Inleiding tot Infectiepreventie wijzen van overdracht
pathogenen kunnen van de bron naar een gastheer worden overgebracht door directe of indirecte contacttransmissie en door respiratoire transmissie. Respiratoire transmissie kan het gevolg zijn van inhalatie van druppeltjes; of van inhalatie van druppelkernen, d.w.z., luchttransmissie.1 druppels en druppelkernen worden gegenereerd wanneer mensen praten, ademen, hoesten of niezen; of wanneer water wordt omgezet in een fijne nevel door medische/tandheelkundige apparaten, zoals high-speed handpieces, ultrasone instrumenten, of door lasers en elektrochirurgische eenheden.1
overdracht van direct contact vindt plaats wanneer ziekteverwekkers worden overgedragen tussen individuen zonder een besmet tussenpersoon, voorwerp of milieuoppervlak.1 bijvoorbeeld, wanneer bloed of andere potentieel infectieuze materialen van een besmette persoon het lichaam van een vatbare persoon binnendringt door direct contact met slijmvliezen of breuken in de huid, bijv., wanneer ziekteverwekkers worden overgedragen van een patiënt naar een HCP tijdens ongegeneerd contact met slijmvlies of huid.

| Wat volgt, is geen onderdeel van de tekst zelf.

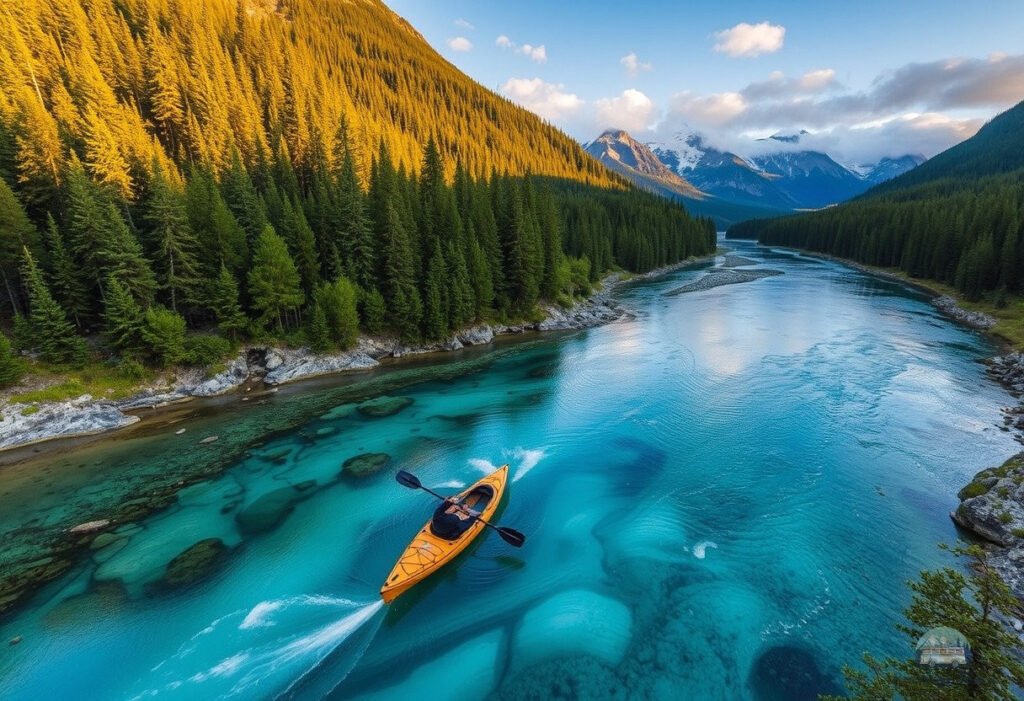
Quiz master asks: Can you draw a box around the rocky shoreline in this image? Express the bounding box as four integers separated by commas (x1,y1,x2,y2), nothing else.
0,270,635,453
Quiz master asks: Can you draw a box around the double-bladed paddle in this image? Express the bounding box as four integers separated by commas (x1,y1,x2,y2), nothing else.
395,470,526,548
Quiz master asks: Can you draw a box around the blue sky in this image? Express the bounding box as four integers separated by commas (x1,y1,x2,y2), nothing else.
383,0,1024,163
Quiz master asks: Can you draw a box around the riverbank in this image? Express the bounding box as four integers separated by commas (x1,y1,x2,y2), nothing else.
0,253,721,454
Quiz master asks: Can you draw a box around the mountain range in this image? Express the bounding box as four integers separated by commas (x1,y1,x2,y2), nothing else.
585,128,925,226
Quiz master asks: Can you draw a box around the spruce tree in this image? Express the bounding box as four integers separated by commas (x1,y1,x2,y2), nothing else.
221,150,268,243
103,276,146,356
247,225,304,331
0,178,42,315
306,302,330,352
361,287,386,335
423,241,448,340
317,278,360,348
210,265,247,340
141,307,187,367
20,247,87,365
43,215,90,328
185,166,248,277
144,161,199,312
0,331,23,388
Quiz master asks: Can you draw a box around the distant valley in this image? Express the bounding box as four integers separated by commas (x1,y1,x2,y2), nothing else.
585,128,925,227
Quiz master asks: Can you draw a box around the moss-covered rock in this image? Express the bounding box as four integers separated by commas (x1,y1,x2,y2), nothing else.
235,483,317,534
342,453,391,478
357,396,414,418
161,538,228,588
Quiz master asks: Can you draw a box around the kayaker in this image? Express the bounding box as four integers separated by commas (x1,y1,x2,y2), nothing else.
430,497,480,538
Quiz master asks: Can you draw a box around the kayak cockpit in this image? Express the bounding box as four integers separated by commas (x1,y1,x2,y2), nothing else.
429,485,494,540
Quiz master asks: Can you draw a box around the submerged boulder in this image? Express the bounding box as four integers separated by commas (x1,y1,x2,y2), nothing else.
512,589,633,673
357,396,414,418
342,452,392,478
236,483,317,534
160,538,229,589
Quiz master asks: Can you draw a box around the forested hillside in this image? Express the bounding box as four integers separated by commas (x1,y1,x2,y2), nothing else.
0,0,714,380
727,101,1024,302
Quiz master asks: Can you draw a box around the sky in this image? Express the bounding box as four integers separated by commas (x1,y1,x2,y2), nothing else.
382,0,1024,165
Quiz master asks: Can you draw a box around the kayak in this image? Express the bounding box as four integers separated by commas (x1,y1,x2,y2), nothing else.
380,465,509,603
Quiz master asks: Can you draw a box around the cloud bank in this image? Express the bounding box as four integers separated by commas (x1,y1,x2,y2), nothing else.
713,22,786,58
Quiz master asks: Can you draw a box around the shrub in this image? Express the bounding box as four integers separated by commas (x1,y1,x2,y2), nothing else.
141,307,187,367
117,357,147,381
960,481,991,499
999,511,1013,524
184,334,233,367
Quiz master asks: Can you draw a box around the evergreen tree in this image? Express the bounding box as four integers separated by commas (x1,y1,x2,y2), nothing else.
221,150,268,243
185,166,248,277
42,215,90,328
825,544,1024,701
380,202,422,341
0,178,41,315
361,287,386,335
279,196,319,295
210,264,247,340
20,247,87,364
103,275,145,356
144,161,200,312
317,277,360,349
142,307,187,367
247,225,304,330
423,240,448,340
305,302,330,352
0,331,23,388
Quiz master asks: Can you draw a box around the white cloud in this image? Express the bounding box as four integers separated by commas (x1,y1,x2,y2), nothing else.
447,37,473,52
713,22,786,58
621,52,653,78
454,18,474,31
799,69,836,91
496,36,547,63
595,89,657,132
669,91,747,125
518,44,547,64
501,78,583,122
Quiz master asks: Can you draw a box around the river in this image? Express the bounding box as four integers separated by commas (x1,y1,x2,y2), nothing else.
0,239,1017,700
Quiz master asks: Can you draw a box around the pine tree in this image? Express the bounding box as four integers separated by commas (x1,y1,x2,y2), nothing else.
317,277,360,349
20,247,87,365
422,241,448,341
144,160,199,312
247,225,304,330
221,150,268,242
42,215,90,328
0,178,41,316
305,302,330,352
103,275,145,356
185,166,248,277
141,307,187,367
279,196,319,295
0,331,23,388
210,264,247,340
361,287,386,336
380,202,422,341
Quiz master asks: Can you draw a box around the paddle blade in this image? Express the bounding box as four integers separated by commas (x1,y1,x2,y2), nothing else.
395,470,421,490
497,527,526,548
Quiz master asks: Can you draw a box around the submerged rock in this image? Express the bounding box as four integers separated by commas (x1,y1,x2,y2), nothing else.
342,452,392,477
161,538,229,588
9,635,22,646
748,645,841,701
512,589,633,672
69,520,111,534
235,483,317,534
357,396,414,418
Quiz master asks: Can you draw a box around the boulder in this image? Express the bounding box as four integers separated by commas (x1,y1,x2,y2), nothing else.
458,325,495,346
199,435,219,444
342,452,391,477
160,538,229,588
235,483,316,534
357,396,414,418
69,520,111,534
189,356,249,397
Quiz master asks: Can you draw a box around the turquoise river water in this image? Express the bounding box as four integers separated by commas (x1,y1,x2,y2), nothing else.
0,239,1018,700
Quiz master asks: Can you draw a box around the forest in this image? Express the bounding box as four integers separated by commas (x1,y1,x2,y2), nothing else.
0,0,715,381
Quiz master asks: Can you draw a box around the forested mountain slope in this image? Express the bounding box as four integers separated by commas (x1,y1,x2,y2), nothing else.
0,0,714,379
727,101,1024,302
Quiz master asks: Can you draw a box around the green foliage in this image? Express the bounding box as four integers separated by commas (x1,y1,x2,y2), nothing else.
143,161,200,312
0,177,42,316
141,307,187,367
247,226,304,331
316,278,360,349
20,247,87,365
210,265,247,340
183,335,233,367
102,276,145,356
360,287,387,335
824,544,1024,701
306,303,331,352
0,331,23,387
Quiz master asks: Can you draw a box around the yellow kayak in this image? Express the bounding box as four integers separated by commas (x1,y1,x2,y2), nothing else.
380,465,509,603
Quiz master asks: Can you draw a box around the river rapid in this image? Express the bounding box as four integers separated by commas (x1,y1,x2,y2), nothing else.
0,239,1017,700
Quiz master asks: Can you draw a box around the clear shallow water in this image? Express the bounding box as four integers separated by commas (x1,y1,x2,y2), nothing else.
0,240,1018,700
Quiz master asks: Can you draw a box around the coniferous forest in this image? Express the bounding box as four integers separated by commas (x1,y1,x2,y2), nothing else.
727,101,1024,303
0,0,715,375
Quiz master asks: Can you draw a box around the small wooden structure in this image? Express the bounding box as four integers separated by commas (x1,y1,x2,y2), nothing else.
916,626,970,667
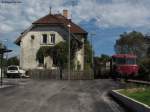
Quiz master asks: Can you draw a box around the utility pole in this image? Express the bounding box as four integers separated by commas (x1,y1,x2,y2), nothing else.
68,24,71,80
90,33,96,69
0,53,3,86
3,39,8,73
67,1,74,80
0,41,12,86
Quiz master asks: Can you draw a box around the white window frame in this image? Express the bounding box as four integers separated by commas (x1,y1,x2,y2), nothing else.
41,34,48,44
50,34,55,44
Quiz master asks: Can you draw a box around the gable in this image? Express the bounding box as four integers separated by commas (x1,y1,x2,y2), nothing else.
15,24,85,46
15,13,88,45
32,14,87,34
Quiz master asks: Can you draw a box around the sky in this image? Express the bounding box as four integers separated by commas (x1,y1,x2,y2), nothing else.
0,0,150,57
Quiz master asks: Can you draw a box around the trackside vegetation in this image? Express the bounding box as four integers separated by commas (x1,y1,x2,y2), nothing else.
36,39,93,70
119,87,150,106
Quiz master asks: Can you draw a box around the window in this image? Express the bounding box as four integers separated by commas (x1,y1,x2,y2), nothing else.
126,58,136,65
42,34,47,44
8,66,18,70
114,57,136,65
116,58,126,64
31,35,35,40
50,34,55,44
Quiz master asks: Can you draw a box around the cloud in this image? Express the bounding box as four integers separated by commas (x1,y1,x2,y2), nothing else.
0,0,150,56
0,0,150,34
0,24,13,33
72,0,150,28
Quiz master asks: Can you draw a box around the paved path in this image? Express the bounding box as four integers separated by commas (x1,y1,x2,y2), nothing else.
0,79,128,112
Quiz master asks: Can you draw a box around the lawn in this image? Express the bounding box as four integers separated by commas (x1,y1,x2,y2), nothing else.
119,87,150,106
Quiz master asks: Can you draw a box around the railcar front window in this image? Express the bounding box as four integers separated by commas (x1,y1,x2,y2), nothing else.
116,58,126,64
126,58,136,64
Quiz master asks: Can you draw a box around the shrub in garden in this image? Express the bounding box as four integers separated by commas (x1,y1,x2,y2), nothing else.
139,58,150,81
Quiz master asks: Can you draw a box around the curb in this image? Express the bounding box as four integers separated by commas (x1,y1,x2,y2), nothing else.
127,80,150,85
110,90,150,112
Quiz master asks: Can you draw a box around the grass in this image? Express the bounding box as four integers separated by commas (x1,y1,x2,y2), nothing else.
119,87,150,106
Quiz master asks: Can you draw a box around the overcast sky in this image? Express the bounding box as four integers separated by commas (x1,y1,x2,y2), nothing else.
0,0,150,57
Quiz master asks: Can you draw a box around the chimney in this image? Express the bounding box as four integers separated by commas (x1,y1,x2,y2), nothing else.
63,10,68,18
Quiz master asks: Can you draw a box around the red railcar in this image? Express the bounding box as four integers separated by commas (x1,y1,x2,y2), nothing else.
111,54,139,78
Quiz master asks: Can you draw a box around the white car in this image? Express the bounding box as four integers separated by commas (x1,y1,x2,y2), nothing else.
7,65,26,78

indirecte contactoverdracht vindt plaats wanneer ziekteverwekkers tussen individuen worden overgedragen via een besmet tussenpersoon, voorwerp of omgevingsoppervlak.1 bijvoorbeeld, wanneer de handen van HCP besmet raken en de handhygiëne niet wordt uitgevoerd voordat de volgende patiënt wordt aangeraakt; wanneer besmette patiëntverzorgingsproducten tussen patiënten worden gedeeld zonder dat ze voldoende zijn gereinigd, ontsmet of gesteriliseerd; of in verband met besmette scherpe en prikwonden.
respiratoire overdracht die gepaard gaat met het inademen van druppeltjes, d.w.z. vochtdeeltjes in de lucht groter dan 5 µm die potentieel infectieuze pathogenen kunnen bevatten, is in het algemeen beperkt tot minder dan 3 voet van de bron; maar het kan ook het gevolg zijn van fysieke overdracht van pathogenen van een lichaamsoppervlak, zoals de handen die verontreinigd zijn met ademhalingssecreties; of contact van een vatbare gastheer met verontreinigde tussenliggende voorwerpen of omgevingsoppervlakken.1
luchttransmissie is een vorm van respiratoire transmissie die gepaard gaat met inhalatie van druppelkernen, d.w.z. reststoffen van druppels variërend in grootte van 1-5 µm die, terwijl gesuspendeerd in uitgedroogde lucht, nog steeds potentieel infectieuze pathogenen kunnen bevatten.1 in een koele omgeving kunnen druppelkernen voor onbepaalde tijd in de lucht blijven en lange afstanden afleggen, dat wil zeggen meer dan 3 voet van de bron. Druppelkernen kunnen ook tussenliggende objecten of omgevingsoppervlakken besmetten.